RFF7 Chronicle: Betrayal / Измена (2012)
When a cardiologist, having attached sensors to her patient’s chest, casually informs him that their spouses are having an affair with each other, the viewer is invited to step into a weird, dreamlike universe of Kirill Serebrennikov’s latest film Betrayal / Измена. The director explores the trauma of infidelity, mingling Eros and Thanatos in a vaudevillian manner: in Betrayal, the concepts of unfaithfulness and death are intimately related in every of the turning points of the story.
Betrayal came out to be very distanced from Russian geographical and social realities, having archetypal characters and a universal situation at its core.
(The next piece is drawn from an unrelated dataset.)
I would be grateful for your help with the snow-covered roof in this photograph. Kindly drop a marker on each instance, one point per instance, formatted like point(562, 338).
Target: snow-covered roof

Serebrennikov is always scolded by domestic critics for trying to adopt an artistic approach of a Westernizer to portraying the great and mystifying Russian soul (Yuri’s Day, 2011). If it was ever the case, Betrayal definitely lacks this conflict and rises above any national labels.
As Serebrennikov remarked during the Q&A, it was his deliberate choice not to work with well-known Russian actors, first of all because they are shy to get naked in front of the camera, second – he didn’t want easily recognisable faces to inhabit his film. As a result the main heroine is played by German actress Francizka Petri, and the main hero – by a Macedonian theatre actor Dejan Lilic, and their alien appearances and style of performance contribute enormously to the otherworldly atmosphere of Betrayal.
Betrayal was received quite coldly domestically and praised abroad; as for us, it appears to be just the right blend of arthouse, absurd and thriller to engage diverse audiences and to assert Serebrennikov as an important figure within the new Russian cinema, as well as a very decent export filmmaker.